Rum Yönetimi, Ada içerisinde yürürlüğe soktuğu kendiliğinden çözüm politikasını, Rum tezlerine üçüncü ülkelerin desteğini alarak güçlendiriyor.
Bu anlamda İngiltere ile imzaladığı memorandumda yer alan “Tek egemenlik, tek uluslararası kimlik ve tek vatandaşlık” yaklaşımının müzakerelerin esası haline gelmesi, bugüne dek üzerinde ısrarla durulan temel Türk tezlerinden geri dönüş anlamına geliyordu.
Hristofyas’ın Rusya ile imzaladığı memorandumda 1960 Kıbrıs Cumhuriyeti’nin “üniter” olarak nitelendirilmesi de Türklerin azınlık olduğuna dönük Rum tezinin kabulünden başka bir şey değil.
KKTC Hükümeti’nin erken seçim kararı alması ise 2009’un seçim yılı olması nedeniyle bu konunun müzakerelerin parçası halini alması önündeki şimdilik en büyük engel.

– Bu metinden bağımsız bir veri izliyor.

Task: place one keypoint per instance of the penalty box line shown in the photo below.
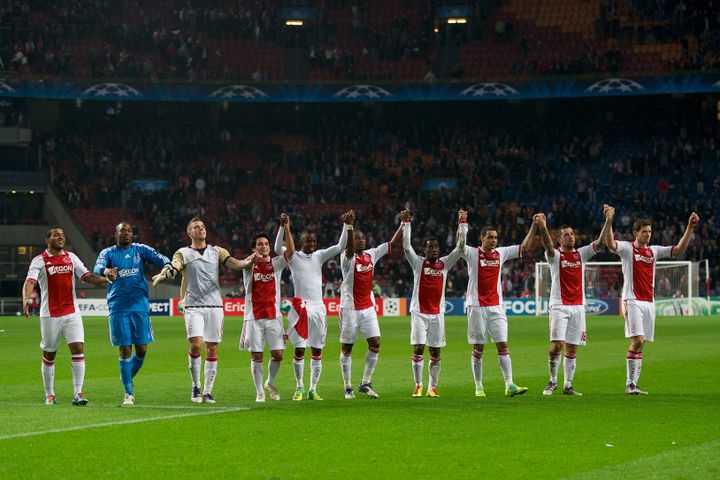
(122, 422)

Kapsamlı müzakerelerin bir parçası olmasına rağmen Rumların bireysel davalarla mülkiyet konusunda edindiği kazanımları da yabana atmamak lazım.

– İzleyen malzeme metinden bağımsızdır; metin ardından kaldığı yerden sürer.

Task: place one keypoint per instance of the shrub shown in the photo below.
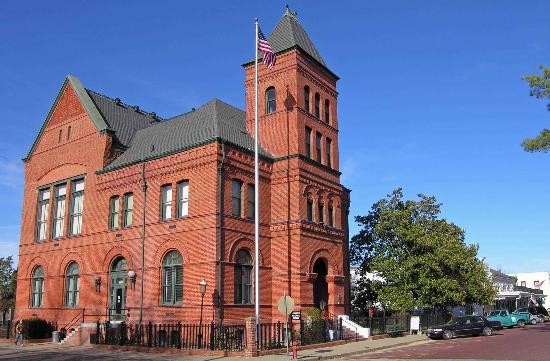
(35, 327)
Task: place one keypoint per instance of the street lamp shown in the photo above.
(202, 290)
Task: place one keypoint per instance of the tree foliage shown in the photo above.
(539, 88)
(419, 259)
(8, 282)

2009’a daha güçlü hazırlanan Rum yönetimi, mülkiyet haklarının ihlali konusunda İngiltere aleyhine de dava açma hazırlığında ve uzmanlardan görüş alıyor.
Bunlardan AİHM’deki eski Rum Yargıç Lukis Lukaidis uluslararası hukuk temelinde; bir ülkenin, doğrudan ihlalde bulunan başka bir ülkeyle suç ortağı olması halinde, insan hakları ihlallerinden sorumlu tutulabileceği görüşünü ortaya koyuyor. Buna göre şu unsurların oluşması gerekiyor(2):
a)Suç ortağı devletin ihlalleri gündeme getiren faaliyetleri engellemedeki özel sorumluluğu ve
b)Suç ortağı devletin; yalnız hukuki, siyasi, diplomatik ve diğer barışçıl faaliyetler olsa bile; ihlallerin engellenmesi veya bunlara son verilmesine yardımcı olabilecek faaliyetlerde bulunmayı görmezlikten gelmesi.

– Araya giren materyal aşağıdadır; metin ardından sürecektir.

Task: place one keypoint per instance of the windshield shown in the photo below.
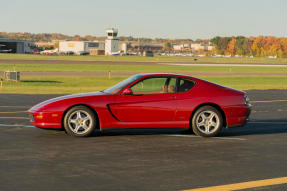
(120, 86)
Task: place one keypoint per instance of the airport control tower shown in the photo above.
(112, 43)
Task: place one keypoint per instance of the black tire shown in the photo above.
(80, 121)
(203, 124)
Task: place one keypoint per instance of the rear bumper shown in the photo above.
(46, 119)
(242, 119)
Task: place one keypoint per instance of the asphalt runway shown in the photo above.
(37, 159)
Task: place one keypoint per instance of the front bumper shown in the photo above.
(46, 119)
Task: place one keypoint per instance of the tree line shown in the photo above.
(260, 46)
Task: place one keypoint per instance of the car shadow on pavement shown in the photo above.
(40, 81)
(257, 127)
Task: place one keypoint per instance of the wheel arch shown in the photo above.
(213, 105)
(85, 105)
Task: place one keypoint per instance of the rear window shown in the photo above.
(185, 85)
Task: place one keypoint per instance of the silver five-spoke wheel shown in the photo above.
(207, 121)
(79, 122)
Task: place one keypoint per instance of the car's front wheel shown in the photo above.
(80, 121)
(207, 121)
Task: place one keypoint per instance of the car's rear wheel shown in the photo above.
(80, 121)
(207, 121)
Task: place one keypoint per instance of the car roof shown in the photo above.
(165, 74)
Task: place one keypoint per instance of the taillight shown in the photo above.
(246, 99)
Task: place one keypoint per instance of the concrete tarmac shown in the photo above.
(154, 159)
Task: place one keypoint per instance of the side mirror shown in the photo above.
(127, 91)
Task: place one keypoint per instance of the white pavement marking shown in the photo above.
(269, 122)
(7, 125)
(194, 136)
(241, 65)
(14, 106)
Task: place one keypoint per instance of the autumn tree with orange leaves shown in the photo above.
(260, 46)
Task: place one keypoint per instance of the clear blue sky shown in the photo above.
(146, 18)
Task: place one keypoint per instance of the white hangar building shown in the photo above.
(79, 47)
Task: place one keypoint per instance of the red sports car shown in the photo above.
(147, 101)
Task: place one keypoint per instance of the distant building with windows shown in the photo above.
(79, 47)
(16, 46)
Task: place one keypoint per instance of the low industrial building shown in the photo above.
(80, 47)
(17, 46)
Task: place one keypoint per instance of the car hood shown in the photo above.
(60, 98)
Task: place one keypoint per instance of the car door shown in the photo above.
(153, 99)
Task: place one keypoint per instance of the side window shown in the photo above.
(185, 85)
(171, 85)
(159, 85)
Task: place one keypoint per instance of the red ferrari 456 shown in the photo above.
(147, 101)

Doğrusu Lukaidis’in önerisi “ciddiye alınacak olursa”, Irak işgalinde yer alan tüm ülkelerin, Gazze’de süren katliama göz yuman devletlerin, Hocalı ve Bosna-Hersek’teki soykırım işbirlikçisi ve Darfur, Ruanda ile Somali soykırımlarının destekçisi tüm devletlerin yani ABD’nin ve neredeyse tüm Avrupa’nın savunma dosyalarını hazırlaması gerekecek.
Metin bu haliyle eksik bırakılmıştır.